The community members of St. John decided that the current site on Cinnamon Bay (right behind the lab) would be the best place to reinter these remains. There is, however, a lot of archaeology already in the spot; this is where the archaeology interns come in. Because the project has been ongoing, we started excavation 70 cm below ground surface. In one 10 cm level, we found numerous pot sherds, lithics, and marine shells dating to the Taino culture on the island roughly 1000 BP.
Hassel Island:
Hassel Island is on the south side of St. Thomas and home to a number of historic ruins. The ones I got to see were the old army barracks at the top of the main hill, and Creque Marine Railway; Creque Marine is the site of the longest running steam powered marine railway in the world.
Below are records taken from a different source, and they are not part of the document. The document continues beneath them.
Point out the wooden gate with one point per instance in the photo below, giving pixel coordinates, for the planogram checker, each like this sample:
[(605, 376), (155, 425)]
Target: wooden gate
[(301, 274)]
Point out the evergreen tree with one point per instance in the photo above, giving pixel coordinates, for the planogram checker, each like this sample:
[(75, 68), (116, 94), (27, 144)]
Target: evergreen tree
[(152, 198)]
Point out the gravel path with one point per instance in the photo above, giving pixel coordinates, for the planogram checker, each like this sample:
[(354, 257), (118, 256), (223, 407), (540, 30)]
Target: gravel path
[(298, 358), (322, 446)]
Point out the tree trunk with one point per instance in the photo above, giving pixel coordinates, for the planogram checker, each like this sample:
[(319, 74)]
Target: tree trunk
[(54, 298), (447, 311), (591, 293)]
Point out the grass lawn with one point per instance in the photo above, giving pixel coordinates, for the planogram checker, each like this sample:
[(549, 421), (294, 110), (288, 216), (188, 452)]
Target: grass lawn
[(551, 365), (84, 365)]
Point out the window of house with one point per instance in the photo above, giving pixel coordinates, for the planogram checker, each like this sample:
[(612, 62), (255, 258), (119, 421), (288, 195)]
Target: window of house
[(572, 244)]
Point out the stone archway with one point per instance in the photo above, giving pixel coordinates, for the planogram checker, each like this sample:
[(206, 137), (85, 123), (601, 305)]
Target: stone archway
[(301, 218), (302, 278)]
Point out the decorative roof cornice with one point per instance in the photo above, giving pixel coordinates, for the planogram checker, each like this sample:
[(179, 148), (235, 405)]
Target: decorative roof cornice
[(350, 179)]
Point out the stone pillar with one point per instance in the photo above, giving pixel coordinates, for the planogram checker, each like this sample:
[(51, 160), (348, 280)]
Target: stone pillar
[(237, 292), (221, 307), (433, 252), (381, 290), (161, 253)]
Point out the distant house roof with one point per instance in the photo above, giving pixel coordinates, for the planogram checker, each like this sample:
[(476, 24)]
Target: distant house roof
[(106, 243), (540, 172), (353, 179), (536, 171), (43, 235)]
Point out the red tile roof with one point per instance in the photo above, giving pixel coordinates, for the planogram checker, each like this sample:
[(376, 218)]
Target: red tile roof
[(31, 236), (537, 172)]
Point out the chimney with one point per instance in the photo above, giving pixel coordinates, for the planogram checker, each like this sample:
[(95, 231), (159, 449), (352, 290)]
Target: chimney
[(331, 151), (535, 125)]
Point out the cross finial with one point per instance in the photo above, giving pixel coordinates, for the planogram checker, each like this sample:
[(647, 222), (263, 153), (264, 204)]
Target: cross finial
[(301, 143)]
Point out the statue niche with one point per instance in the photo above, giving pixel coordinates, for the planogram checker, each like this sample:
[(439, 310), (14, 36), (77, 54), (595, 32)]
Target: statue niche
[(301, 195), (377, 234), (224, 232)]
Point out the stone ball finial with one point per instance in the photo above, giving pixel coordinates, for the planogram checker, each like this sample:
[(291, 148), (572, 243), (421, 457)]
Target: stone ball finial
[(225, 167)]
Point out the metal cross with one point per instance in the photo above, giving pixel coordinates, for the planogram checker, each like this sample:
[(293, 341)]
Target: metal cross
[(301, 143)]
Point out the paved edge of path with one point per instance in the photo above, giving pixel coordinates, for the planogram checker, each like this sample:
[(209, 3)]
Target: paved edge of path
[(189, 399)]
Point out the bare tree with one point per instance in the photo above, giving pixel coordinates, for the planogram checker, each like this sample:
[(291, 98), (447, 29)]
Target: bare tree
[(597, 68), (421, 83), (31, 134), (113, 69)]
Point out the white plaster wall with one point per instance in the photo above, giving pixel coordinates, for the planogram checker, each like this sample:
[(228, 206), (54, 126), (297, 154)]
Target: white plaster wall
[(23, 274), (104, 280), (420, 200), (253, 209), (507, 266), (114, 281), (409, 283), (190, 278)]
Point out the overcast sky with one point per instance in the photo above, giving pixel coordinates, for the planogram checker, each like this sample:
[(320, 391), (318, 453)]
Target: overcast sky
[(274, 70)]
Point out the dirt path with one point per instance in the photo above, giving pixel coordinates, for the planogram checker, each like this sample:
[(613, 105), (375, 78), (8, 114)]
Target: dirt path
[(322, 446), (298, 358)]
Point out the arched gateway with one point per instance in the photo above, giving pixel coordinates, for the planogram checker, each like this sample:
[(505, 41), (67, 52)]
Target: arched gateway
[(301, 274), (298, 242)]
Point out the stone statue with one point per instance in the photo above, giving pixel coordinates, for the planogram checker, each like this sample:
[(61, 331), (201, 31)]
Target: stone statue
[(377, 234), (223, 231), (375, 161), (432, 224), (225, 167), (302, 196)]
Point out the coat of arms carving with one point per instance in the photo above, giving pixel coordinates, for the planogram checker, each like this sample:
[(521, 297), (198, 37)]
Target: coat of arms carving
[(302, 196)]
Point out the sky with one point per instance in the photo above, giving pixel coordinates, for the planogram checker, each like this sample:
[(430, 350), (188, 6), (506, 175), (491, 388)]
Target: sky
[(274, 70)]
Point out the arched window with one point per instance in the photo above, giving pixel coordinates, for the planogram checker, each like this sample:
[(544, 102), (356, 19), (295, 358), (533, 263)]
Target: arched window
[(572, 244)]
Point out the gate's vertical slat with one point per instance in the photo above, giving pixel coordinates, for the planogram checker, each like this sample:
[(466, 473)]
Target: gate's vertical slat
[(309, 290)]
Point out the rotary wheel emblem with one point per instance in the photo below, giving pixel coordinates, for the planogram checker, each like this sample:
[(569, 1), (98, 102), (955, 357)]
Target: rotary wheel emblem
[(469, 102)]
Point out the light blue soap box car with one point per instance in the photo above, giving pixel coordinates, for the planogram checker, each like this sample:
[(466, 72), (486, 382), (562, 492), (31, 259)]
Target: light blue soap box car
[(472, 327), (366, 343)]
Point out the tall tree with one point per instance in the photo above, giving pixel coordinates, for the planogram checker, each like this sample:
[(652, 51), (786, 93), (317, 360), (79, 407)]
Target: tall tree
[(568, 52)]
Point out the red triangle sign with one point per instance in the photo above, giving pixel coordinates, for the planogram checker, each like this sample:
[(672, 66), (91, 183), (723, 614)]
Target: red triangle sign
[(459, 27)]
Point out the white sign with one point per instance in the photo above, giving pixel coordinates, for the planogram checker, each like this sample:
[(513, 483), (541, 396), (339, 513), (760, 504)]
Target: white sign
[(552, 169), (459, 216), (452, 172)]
The park service is putting a trail in on Hassel, and our job was to find the barracks that would be by the trail. We bushwhacked our way through cactus, thorny vines, Christmas bush (a relative of poison ivy) and wild pineapple (also thorny) to enter in the GPS coordinates of the ruins. Once that was accomplished, we set out to enter in more coordinates of the path. Later, heavy machinery would use the coordinates we entered to clear the path and take out the vegetation that proved to be more than a match for our machetes.

There are a number of plantation ruins on St. John, and the park service needs to map them. This is so it knows what condition they are in and what types of buildings they consist of. This was probably the most fun project because we got to hike through the woods and find the ruins we needed to map that day. Mapping the site would take a few hours, even with the handy laser measurer; there were just so many components. At one site, there were at least 10 structures: an animal mill (to mill sugarcane), the sugar factory, a retaining wall, an ox pen, a bake oven, a kitchen, a main house, and a few quarters for those enslaved here - plus all the unidentified structures that were mostly rubble.

All in all, it was a productive internship. I am so glad I got to experience what it's like to work on St. John, and I am especially grateful to the Friends of the Park, who made it possible for me to be there, and to Ken and Kourtney for letting me work with them.